WASHINGTON, November 30, 2021 – Privacy experts call on the Federal Trade Commission to initiate the empowerment process to penalize internet service providers who collect unnecessary data from their customers to serve targeted ads.
As discussions of privacy issues have focused overwhelmingly on big tech companies and how they use customer data, experts at a Federal Communications Bar Association privacy symposium on Nov. 16 said that ISPs should be in the crosshairs of federal regulators.
More precisely, according to Alain butler, chairman of the Electronic Privacy Information Center, the collection of unnecessary data from ISPs “demands action” from the FTC.
“The current status is that Internet service providers are under the jurisdiction of the FTC and the FTC must act” and not wait for other federal players to initiate ISP consumer privacy rules, Butler said. In 2017, the Congress vote prohibit the Federal Communications Commission, which regulates the telecommunications space, from making regulations on protecting the privacy of ISP consumers, leaving the door open for the FTC to regulate provider privacy practices.
But there is a wrinkle. While the agency can investigate and sanction business practices that are “unfair” and “deceptive,” according to the Federal Trade Commission Act, the FTC cannot issue its own federal privacy rules under its current privacy authority. consumers. To do this, the FTC should initiate a policy development process whereby the agency develops and publishes regulations, which can then become federal policy.
Some experts believe that the FTC would be the best entity to develop such rules and should initiate the process, while others believe that the FTC’s regulatory process was not designed to give the agency its own authority in confidentiality.

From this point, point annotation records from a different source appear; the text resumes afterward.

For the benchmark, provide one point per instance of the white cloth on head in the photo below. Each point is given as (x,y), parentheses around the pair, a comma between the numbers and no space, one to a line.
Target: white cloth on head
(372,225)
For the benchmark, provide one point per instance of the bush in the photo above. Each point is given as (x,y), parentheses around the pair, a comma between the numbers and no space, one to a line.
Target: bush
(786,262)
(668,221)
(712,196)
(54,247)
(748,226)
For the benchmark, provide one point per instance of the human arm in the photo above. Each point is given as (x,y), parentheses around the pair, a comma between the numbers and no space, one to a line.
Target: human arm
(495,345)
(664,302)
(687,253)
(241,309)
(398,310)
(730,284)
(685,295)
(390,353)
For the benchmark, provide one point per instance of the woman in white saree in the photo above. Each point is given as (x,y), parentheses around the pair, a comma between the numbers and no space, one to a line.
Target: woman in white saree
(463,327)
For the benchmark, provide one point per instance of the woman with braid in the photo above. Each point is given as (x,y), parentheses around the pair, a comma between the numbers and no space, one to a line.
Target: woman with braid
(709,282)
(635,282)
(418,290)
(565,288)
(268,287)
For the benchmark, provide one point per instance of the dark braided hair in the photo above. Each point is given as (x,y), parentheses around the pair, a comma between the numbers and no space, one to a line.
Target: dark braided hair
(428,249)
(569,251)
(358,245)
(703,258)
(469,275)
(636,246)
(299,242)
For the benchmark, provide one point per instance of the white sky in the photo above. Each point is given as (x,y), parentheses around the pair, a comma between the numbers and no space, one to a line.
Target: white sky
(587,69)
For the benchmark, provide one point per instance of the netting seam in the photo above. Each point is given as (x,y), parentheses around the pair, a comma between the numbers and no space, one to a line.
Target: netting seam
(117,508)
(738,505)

A separate federal agency for privacy regulation
As the FTC could receive funds to establish a privacy office under the direction of the House of Representatives reconciliation invoiceButler left open the question of whether the FTC should proceed by issuing general privacy regulations or whether it should be “analyzed” into specific issues.
“The FTC must adopt rules that establish fair data practices and seek to protect uses of secondary data and sensitive data,” such as biometrics and customer demographics, he said. Butler said the FTC’s privacy regulations would be a “temporary fix,” but that there must be a separate federal agency that regulates privacy in the United States. “Funding an FTC privacy office in the reconciliation bill is an important step forward,” he said.

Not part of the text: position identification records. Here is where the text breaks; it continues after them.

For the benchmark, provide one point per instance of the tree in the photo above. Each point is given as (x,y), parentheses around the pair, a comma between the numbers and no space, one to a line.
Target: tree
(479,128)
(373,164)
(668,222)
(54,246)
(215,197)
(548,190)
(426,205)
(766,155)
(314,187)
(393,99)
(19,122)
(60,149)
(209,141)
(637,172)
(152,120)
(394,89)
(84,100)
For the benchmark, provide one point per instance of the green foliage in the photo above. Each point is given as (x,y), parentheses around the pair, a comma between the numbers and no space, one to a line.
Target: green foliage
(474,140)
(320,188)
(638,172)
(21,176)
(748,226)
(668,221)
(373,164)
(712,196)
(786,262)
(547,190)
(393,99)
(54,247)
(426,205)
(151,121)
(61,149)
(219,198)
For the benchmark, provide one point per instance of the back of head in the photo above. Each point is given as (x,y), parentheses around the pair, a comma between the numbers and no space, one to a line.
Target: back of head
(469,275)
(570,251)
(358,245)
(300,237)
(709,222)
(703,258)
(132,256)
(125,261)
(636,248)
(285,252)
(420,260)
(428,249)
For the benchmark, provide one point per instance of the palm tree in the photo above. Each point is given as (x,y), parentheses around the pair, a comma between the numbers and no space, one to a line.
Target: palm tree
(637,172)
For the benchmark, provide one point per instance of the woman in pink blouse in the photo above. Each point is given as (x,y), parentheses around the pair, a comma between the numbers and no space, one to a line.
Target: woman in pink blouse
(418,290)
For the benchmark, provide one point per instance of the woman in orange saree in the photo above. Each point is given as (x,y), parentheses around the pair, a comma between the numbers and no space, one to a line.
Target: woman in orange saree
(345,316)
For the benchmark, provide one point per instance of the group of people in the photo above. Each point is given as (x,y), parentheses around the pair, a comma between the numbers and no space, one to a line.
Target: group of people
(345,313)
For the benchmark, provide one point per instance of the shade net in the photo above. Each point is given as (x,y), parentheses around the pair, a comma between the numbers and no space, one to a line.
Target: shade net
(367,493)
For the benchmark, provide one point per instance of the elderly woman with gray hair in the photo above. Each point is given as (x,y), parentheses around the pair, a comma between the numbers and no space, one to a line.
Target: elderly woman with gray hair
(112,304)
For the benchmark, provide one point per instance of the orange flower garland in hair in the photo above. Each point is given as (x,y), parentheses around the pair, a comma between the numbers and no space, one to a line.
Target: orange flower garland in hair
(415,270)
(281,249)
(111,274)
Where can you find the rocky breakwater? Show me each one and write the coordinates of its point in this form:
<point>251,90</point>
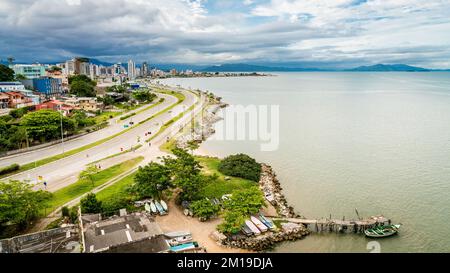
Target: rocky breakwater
<point>272,190</point>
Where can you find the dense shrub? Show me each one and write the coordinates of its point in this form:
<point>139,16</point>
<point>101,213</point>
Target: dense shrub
<point>9,169</point>
<point>242,166</point>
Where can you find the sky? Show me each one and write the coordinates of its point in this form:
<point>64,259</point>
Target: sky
<point>303,33</point>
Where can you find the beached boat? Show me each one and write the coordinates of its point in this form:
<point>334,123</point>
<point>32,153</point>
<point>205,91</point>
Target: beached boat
<point>259,224</point>
<point>164,205</point>
<point>177,234</point>
<point>184,247</point>
<point>382,231</point>
<point>252,227</point>
<point>267,222</point>
<point>147,208</point>
<point>153,207</point>
<point>180,240</point>
<point>159,208</point>
<point>246,230</point>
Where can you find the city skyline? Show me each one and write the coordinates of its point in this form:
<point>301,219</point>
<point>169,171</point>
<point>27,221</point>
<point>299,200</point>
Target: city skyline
<point>343,33</point>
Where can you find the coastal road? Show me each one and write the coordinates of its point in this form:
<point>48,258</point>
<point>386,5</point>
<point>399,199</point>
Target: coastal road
<point>63,172</point>
<point>115,126</point>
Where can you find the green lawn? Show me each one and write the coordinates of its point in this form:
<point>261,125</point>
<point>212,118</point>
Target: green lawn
<point>222,186</point>
<point>118,189</point>
<point>79,188</point>
<point>47,160</point>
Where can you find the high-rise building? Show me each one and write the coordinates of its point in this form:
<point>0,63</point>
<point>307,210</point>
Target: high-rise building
<point>131,70</point>
<point>145,71</point>
<point>31,71</point>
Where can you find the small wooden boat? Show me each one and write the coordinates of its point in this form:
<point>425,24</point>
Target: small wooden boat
<point>382,231</point>
<point>252,227</point>
<point>159,208</point>
<point>153,207</point>
<point>147,208</point>
<point>164,205</point>
<point>246,230</point>
<point>267,222</point>
<point>259,224</point>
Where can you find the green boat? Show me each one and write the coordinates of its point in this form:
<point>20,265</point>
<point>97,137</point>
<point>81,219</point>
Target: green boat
<point>382,231</point>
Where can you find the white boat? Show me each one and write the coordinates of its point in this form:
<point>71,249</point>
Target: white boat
<point>164,205</point>
<point>258,223</point>
<point>159,208</point>
<point>147,208</point>
<point>153,207</point>
<point>252,227</point>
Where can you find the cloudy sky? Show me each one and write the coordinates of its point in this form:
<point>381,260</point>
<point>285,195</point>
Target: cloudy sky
<point>339,33</point>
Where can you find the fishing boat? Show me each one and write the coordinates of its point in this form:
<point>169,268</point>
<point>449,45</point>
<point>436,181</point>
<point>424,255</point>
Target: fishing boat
<point>184,247</point>
<point>259,224</point>
<point>147,208</point>
<point>252,227</point>
<point>153,207</point>
<point>246,230</point>
<point>180,240</point>
<point>382,231</point>
<point>159,208</point>
<point>267,222</point>
<point>164,205</point>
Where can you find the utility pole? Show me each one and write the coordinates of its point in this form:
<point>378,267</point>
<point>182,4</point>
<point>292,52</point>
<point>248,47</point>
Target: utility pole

The law at stake for an FTC privacy authority
The FTC’s ability to regulate privacy would be governed by the Magnuson-Moss Warranty-Federal Trade Commission Improvement Act. The Magnuson-Moss Act is known to add several steps beyond the normal federal policy-making process, including a requirement that the FTC must find problematic conduct “prevalent” in the marketplace.
“Magnuson-Moss was designed to stifle the FTC’s ability to engage in rule-making,” said the Georgetown law professor. David Vladeck. Issuing FTC privacy rules would be difficult, he said, because the FTC must overcome substantial hurdles before it can enforce privacy rules. “There is a clear implication that the FTC is not in a position to promulgate a rule unless it can prove to a post-rule-making court that intrusive conduct is ‘prevalent.’ Well, the Congress does not define ‘prevalent’, ”he added.
Butler argued that it will not be difficult to find the prevalence of data abuse. “The FTC would have no trouble finding problems endemic to the industry,” he said. “The [agency] is able to find that its widespread use of unrelated location data with the use of the service as prevalent in the market, and online behavioral tracking. Thus, according to Butler, the FTC would be able to prove that the abuse of data significantly harms consumers and properly uses its [proposed] the authority to enforce privacy rules for technology companies.
Kahn said changes to the rule-making process would remove “unnecessary and onerous procedures” that only delay the release of FTC rules.
FTC process could ‘surface’ problems
Despite the difficulty of issuing privacy regulations, Vladeck said it might be useful to initiate the process anyway, including “to bring out the issues” of privacy and data collection by individuals. ISP.
Vladeck pointed to “illegal dark models” as an example of a narrow problem the FTC can tackle. The FTC characterizes “Dark patterns” as methods used by businesses to keep consumers trapped in subscription services.
“The FTC is the only police officer on this pace,” Vladeck said, adding that it could act as an effective enforcement regime against data abuse that affects consumers.